We can supplement our mitochondria as mentioned with the supplement that you just we discussed

a minute ago in order to improve the mitochondrial function and to rescue that. So there are certain

antibiotics that are also harmful to the mitochondria. I would try to avoid those. Again, it is

available. It's a data that is available throughout the networks. You can easily know which antibiotics

have more mitochondrial toxicity versus others. So just being in attention into mitochondrial health

will eventually allow us to ask the right questions. Either our physician or sometimes it's

just the information that is available throughout the network. Then you can really find out so much

more about your health. My goal is that any drug that is being developed in the first stage of

development, the drug will be tested for mitochondrial toxicity. I was shocked to know that most of the

drugs, not most, but about 50% of the drugs that we use today have known mitochondrial

toxicities. This is crazy. You can prevent that. You can screen in advance for drugs that are safe

for the mitochondrial will prevent the outcomes of using those therapies. So this is

my message to you. It's so self-defeating. You're keeping in person alive and denying their

body the ability to do any kind of repair work. It's wild. All right, listen, we need our, you know,

this is like when you're the longest goodbye. I have to let you go so that you can go answer all

of these incredible questions and bring your incredible work to market, which I think is going to

be so unbelievable for everybody. So Natalie, please share with us any information that, you know,

anything that where people can learn more, where they can follow your work. If there's anything

anybody can do to help, I think just, please share with us anything that people or just even

follow the work. Yeah, of course. So we have our website, of course, MinoviaTX.com. We have our

LinkedIn and Instagram and we are also on Twitter. So I think, you know, just follow our activity.
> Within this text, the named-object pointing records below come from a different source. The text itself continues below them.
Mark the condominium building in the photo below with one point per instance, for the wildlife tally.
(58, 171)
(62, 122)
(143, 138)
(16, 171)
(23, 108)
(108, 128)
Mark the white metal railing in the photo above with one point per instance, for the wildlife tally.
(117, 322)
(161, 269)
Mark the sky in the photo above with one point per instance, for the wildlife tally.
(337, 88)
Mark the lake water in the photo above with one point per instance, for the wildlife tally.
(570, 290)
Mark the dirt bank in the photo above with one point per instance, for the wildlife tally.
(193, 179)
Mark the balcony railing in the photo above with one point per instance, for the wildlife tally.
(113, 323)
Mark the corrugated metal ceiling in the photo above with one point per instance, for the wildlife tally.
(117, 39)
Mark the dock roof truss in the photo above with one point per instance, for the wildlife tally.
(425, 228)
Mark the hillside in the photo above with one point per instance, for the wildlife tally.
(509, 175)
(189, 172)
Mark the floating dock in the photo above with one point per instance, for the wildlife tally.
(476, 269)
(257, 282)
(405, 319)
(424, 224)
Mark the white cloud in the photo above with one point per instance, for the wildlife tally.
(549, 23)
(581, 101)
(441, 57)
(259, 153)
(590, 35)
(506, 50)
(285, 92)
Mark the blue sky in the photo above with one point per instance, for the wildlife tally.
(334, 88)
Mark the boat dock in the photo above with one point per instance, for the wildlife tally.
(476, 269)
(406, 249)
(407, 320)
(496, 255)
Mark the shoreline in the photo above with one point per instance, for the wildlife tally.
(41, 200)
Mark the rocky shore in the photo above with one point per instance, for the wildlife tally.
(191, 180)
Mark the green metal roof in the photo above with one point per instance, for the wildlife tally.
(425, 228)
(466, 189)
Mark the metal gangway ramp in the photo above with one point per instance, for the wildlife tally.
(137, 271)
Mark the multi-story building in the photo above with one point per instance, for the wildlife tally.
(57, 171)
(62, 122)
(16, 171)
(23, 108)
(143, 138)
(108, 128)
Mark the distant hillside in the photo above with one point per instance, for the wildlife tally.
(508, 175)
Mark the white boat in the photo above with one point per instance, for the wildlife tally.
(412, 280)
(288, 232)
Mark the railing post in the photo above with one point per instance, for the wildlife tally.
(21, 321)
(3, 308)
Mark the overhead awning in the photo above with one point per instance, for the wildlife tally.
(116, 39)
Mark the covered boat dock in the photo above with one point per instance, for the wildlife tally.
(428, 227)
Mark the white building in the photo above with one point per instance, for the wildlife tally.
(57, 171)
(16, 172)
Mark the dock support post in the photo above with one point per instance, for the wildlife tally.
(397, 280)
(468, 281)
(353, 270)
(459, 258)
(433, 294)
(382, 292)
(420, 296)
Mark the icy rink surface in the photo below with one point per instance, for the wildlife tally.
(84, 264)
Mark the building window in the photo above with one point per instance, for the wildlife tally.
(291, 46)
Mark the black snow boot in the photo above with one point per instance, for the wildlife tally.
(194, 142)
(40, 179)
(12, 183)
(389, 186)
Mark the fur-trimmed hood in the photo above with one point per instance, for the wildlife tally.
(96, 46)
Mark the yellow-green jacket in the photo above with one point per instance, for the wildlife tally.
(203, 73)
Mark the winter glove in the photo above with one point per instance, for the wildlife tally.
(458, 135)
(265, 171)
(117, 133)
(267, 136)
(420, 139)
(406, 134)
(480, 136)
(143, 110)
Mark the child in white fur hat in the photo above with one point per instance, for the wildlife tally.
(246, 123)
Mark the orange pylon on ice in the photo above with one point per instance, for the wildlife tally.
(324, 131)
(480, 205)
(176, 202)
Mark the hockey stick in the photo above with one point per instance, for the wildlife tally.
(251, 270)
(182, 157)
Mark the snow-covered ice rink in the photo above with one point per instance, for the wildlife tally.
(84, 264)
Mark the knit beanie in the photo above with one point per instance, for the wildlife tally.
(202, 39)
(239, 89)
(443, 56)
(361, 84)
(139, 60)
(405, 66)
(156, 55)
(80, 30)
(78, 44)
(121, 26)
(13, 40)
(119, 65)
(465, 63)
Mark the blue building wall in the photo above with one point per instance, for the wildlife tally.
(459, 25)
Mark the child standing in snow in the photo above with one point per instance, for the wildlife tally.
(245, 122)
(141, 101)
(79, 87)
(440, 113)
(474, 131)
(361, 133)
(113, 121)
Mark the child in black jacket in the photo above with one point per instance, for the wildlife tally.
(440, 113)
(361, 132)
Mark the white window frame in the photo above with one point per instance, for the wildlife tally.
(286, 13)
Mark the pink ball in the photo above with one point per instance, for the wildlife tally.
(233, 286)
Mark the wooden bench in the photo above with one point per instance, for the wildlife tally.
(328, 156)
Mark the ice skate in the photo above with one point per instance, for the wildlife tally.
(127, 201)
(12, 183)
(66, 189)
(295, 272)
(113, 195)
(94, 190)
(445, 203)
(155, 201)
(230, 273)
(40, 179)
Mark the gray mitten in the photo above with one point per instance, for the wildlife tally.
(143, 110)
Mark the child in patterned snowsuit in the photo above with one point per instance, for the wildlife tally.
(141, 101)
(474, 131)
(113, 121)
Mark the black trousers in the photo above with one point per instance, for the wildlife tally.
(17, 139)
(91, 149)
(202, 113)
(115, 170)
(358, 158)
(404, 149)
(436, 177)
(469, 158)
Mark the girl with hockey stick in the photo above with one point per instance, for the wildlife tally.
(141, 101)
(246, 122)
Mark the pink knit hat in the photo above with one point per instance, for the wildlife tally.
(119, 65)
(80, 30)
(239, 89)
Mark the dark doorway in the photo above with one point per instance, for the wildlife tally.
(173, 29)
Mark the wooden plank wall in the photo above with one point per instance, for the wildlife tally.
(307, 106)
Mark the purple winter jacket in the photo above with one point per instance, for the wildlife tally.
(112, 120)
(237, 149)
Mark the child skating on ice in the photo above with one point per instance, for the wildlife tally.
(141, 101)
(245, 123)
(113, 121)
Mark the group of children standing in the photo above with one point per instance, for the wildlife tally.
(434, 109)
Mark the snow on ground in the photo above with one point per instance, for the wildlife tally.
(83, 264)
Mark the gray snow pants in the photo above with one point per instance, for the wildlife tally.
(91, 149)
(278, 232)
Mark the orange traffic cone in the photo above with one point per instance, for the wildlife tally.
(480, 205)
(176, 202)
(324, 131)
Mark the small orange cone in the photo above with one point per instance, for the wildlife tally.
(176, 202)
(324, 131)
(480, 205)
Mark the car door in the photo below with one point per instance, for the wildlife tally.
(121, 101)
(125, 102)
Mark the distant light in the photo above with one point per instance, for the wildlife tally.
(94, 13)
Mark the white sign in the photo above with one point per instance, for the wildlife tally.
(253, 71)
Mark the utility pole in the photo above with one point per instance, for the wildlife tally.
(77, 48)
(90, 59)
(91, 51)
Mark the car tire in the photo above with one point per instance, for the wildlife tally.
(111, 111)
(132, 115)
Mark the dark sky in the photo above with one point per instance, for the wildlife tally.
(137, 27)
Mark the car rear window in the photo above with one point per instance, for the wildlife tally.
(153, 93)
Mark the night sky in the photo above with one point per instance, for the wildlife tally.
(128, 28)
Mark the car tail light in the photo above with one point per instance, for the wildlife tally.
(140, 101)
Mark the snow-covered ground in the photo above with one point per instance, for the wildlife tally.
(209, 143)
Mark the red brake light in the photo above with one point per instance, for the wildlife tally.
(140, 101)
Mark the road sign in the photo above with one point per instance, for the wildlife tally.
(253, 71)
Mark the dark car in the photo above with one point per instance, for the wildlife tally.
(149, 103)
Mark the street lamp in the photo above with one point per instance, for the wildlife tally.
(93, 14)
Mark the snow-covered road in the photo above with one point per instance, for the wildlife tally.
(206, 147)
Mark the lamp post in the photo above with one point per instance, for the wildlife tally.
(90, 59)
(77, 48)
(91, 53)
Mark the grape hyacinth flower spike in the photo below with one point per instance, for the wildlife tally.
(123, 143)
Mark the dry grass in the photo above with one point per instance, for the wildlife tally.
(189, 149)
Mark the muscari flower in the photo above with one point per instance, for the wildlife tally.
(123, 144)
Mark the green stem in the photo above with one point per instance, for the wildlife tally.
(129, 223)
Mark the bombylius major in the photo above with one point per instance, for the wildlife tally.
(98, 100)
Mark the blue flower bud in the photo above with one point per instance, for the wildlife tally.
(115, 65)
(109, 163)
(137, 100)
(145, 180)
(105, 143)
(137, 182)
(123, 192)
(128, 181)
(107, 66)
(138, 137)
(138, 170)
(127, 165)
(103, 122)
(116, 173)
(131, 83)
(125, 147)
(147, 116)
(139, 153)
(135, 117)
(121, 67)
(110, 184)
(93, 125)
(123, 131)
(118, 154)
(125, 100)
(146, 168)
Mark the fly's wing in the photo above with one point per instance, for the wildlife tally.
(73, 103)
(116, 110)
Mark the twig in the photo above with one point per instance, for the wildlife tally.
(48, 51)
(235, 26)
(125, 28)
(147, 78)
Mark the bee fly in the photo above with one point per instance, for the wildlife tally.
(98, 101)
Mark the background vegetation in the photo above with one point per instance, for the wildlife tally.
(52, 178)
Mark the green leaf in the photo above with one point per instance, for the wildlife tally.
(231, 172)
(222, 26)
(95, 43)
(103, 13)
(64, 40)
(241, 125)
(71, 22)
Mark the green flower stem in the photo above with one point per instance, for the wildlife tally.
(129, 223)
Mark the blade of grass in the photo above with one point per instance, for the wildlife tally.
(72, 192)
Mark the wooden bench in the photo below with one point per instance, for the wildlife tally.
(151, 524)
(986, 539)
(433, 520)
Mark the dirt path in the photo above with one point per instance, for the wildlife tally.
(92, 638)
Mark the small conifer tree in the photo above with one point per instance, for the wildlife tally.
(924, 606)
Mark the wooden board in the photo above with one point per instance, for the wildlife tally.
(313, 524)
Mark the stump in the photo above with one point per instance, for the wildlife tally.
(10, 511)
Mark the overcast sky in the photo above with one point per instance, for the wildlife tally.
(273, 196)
We are trying to be as helpful as possible for the entire community and to implement the

importance of mitochondrial health. As you've just heard, it's not just about getting a therapy

or a drug approved. It's been mindful to our mitochondria very early on in our life as soon as

possible. And just bring it forward because eventually what we learn and experience on our bodies

could be beneficial to others. So share that information, follow what we do and give us feedback

and send questions. There is an info at MinoviaTX.com. Feel free to write to us and ask

and questions. We find the time to answer everyone. So do that. That's amazing. Thank you so much.

This has been, I can really, you know, I'm always, I'm always interested in my topics, but this one

got me. So we will remain Natalie, maybe in a year or two when you've had your next couple of

breakthroughs. And I think people will be waiting for that episode. I know I am. Thank you so

much. Thank you. It was a pleasure. If folks, just a quick reminder that all of the information

presented in this podcast is for information purposes only, no medical advice, no diagnosing,

no treatments suggested here. Before you try anything that you hear about or learn about here,

make sure that you check with your medical provider.